Yes, sure. But science is not saying the cells have the capacity to turn into an animal. Science has shown that the cluster of cells are just that — cells. And yes, they're living, because almost everything is living (like those weird little microscopic bugs on your eyelashes. Sorry). But the cells are similar to ones you might find in an animal or a plant, which is what Cuomo pointed out when he then told Rubio that he was "oversimplifying it a little bit." According to science, Cuomo says, those cells are not a person, and the question of when a fertilized egg or fetus becomes a person is a matter of "faith. That’s not science."

But Rubio doesn't feel defeated. Actually, he feels empowered by this weird thing Cuomo is calling "science." Sporting a wide grin, he responds:

Well, if they can’t say it will be human life, what does it become, then? Could it become a cat?
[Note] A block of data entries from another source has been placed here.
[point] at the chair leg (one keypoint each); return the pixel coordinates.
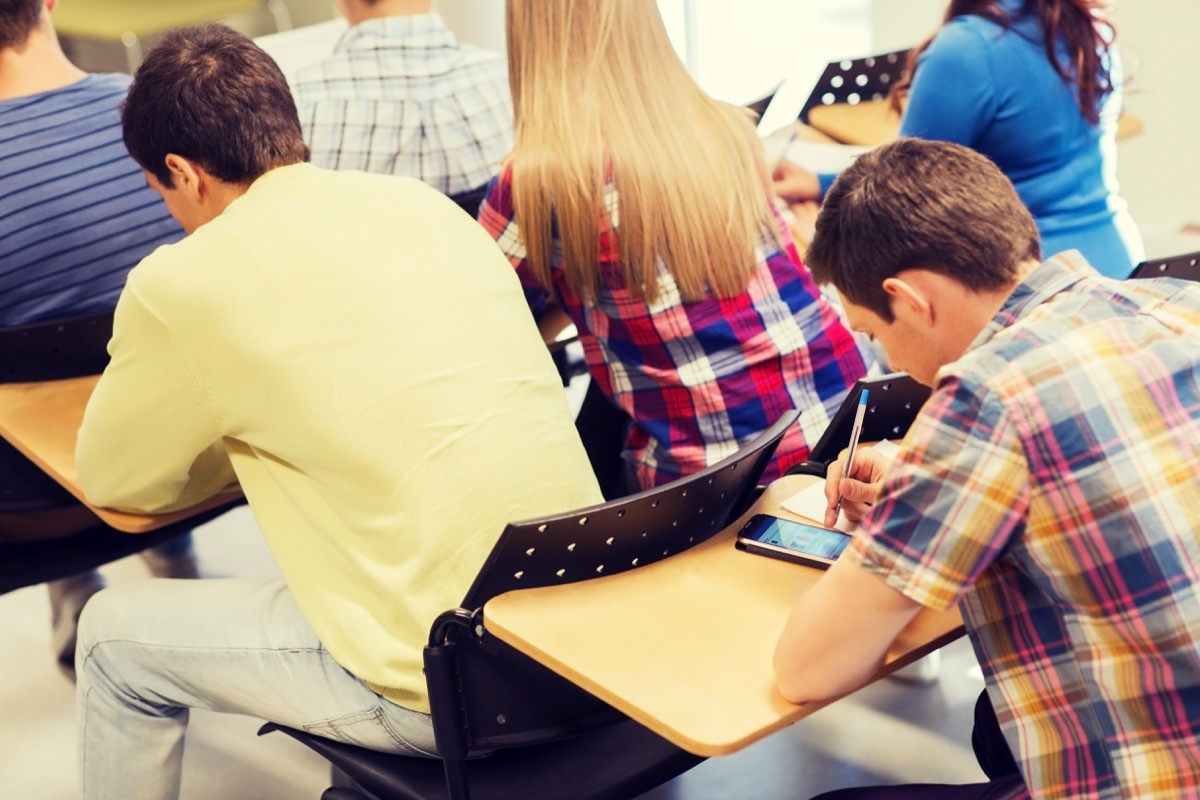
(343, 787)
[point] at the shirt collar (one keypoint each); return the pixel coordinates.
(427, 29)
(1049, 278)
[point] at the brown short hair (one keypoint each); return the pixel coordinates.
(913, 203)
(18, 18)
(215, 97)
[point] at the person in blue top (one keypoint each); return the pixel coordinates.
(76, 215)
(1001, 77)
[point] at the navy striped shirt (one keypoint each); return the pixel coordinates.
(75, 211)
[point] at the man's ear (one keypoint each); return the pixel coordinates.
(909, 300)
(185, 174)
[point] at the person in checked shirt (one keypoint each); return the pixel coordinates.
(696, 316)
(400, 96)
(1049, 488)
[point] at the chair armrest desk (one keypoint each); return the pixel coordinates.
(42, 421)
(684, 645)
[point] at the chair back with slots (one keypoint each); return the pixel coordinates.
(853, 80)
(893, 404)
(486, 696)
(1185, 268)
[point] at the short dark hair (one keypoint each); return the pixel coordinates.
(913, 203)
(213, 96)
(18, 18)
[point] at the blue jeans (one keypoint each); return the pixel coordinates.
(153, 649)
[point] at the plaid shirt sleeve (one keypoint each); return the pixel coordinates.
(954, 497)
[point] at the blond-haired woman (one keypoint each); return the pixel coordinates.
(640, 206)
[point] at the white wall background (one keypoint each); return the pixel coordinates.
(741, 50)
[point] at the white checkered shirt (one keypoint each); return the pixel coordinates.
(400, 96)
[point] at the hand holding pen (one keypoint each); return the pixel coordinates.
(856, 432)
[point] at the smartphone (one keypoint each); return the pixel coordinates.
(792, 541)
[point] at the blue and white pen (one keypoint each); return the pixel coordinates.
(855, 433)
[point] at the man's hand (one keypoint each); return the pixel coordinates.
(795, 184)
(859, 489)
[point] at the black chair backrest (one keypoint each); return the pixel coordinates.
(760, 106)
(52, 350)
(57, 349)
(630, 531)
(891, 408)
(1185, 268)
(471, 199)
(852, 80)
(486, 696)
This is where things get confusing. First, Rubio is admitting that the egg, cluster of cells, whatever, only has the capacity to become something. It isn't actually the living state that you would call a baby yet. Instead, he even says it has to "become" a baby. (Gotcha!) Second, what exactly is he saying here? That if it were a cat, it would be OK to abort? Or a mysterious donkey fetus found inside a woman — is that fair game?
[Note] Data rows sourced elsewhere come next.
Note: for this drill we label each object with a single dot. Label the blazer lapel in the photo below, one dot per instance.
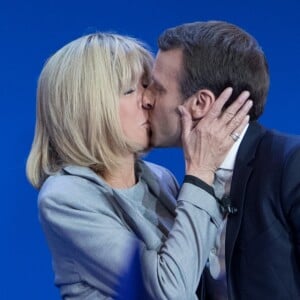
(242, 171)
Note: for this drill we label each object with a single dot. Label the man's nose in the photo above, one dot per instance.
(148, 100)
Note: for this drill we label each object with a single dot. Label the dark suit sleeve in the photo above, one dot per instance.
(291, 196)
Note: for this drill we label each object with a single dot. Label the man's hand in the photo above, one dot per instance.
(206, 144)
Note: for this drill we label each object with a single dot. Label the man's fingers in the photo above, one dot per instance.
(216, 109)
(232, 110)
(238, 119)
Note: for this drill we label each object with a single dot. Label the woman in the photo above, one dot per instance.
(97, 199)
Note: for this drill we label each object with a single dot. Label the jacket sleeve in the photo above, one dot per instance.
(97, 242)
(291, 196)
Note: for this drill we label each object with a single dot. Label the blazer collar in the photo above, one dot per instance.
(241, 174)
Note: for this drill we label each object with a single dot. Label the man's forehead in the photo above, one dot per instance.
(167, 64)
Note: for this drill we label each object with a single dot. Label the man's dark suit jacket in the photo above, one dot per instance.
(263, 237)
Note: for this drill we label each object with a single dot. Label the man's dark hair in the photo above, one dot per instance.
(217, 55)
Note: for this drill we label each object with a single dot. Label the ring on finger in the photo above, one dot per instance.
(235, 136)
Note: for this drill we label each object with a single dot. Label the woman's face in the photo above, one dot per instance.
(134, 119)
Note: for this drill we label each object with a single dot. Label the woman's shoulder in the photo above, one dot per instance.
(75, 187)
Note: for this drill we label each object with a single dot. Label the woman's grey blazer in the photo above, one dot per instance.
(91, 231)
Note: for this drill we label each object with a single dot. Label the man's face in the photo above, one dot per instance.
(164, 96)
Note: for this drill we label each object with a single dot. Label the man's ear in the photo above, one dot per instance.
(199, 103)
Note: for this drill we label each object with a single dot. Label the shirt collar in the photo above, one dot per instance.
(229, 160)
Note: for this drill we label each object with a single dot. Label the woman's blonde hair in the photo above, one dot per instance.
(77, 118)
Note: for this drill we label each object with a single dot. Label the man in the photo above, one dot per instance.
(194, 64)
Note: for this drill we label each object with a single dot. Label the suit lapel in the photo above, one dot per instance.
(241, 174)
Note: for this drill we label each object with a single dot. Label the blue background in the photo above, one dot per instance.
(33, 30)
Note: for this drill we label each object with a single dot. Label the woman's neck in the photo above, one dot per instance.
(122, 177)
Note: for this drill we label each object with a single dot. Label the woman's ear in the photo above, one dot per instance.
(199, 103)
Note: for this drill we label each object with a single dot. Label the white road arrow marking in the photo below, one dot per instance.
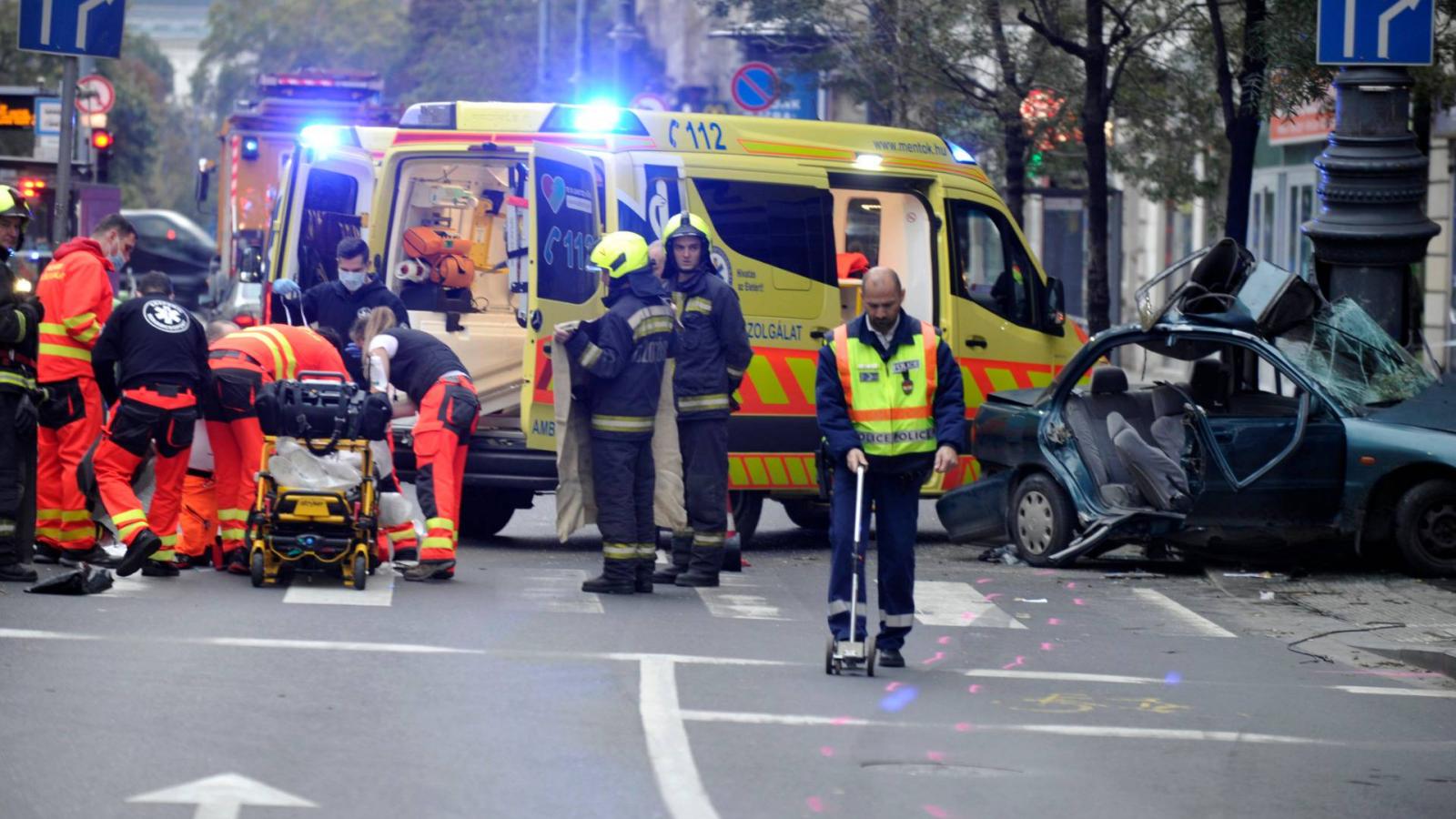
(1383, 43)
(82, 14)
(222, 796)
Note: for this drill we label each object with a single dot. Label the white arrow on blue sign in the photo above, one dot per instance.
(1376, 33)
(73, 26)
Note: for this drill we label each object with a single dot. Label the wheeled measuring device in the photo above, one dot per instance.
(852, 654)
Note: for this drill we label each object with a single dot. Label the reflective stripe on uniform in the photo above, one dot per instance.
(622, 423)
(618, 551)
(715, 401)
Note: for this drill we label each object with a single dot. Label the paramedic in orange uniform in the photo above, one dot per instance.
(242, 363)
(76, 293)
(157, 353)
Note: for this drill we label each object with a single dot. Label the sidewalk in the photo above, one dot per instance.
(1400, 618)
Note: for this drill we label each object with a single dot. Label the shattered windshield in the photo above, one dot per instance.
(1353, 358)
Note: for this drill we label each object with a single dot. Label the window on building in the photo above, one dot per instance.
(990, 267)
(786, 227)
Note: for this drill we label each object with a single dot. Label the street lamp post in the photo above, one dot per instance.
(1370, 228)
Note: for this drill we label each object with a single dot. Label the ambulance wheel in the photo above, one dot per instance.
(746, 511)
(360, 570)
(255, 569)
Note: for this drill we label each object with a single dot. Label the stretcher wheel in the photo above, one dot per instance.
(360, 570)
(255, 567)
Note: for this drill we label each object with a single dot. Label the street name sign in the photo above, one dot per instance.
(1376, 33)
(85, 28)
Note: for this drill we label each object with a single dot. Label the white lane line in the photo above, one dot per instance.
(558, 591)
(1186, 622)
(324, 591)
(667, 745)
(1067, 676)
(1395, 691)
(36, 634)
(1103, 732)
(938, 602)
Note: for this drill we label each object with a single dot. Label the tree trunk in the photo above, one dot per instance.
(1094, 137)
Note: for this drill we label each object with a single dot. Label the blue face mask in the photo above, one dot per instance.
(353, 280)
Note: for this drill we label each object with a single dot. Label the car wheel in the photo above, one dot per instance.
(1426, 528)
(1041, 519)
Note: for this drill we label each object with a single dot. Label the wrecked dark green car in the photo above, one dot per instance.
(1259, 416)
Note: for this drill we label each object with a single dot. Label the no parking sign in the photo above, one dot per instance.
(754, 86)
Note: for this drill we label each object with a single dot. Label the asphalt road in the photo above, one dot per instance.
(509, 693)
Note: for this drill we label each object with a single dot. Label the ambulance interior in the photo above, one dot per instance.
(482, 203)
(890, 229)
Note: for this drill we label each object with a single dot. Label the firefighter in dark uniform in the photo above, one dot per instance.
(19, 332)
(150, 365)
(625, 353)
(888, 399)
(713, 354)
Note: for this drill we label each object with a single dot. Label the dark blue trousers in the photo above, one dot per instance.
(895, 500)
DO WOMEN EVEN KNOW WHAT THEIR FERTILIZED EGGS COULD BECOME?! Does science even know?! OMG, guys, our fertilized eggs become babies at some point — not donkeys! Thank God Rubio cleared that up, 'cause personally, I had no idea. I was really hoping my cells had the capacity to become a baby and the capacity to become a cat.

But seriously, Rubio's life-from-conception argument, and the idea that we have to protect cells that have even the capacity to become a living person, is dangerous. By this logic, men shouldn't masturbate. Each of their little swimmers has the capacity to fertilize an egg and create a life. So don't waste them, you evil, evil, sexually-excited man! All of Rubio's logic is either really confusing and weird (or clarifying, because you know, I was unaware that I can't give birth to a cat) or really detrimental to potential policy.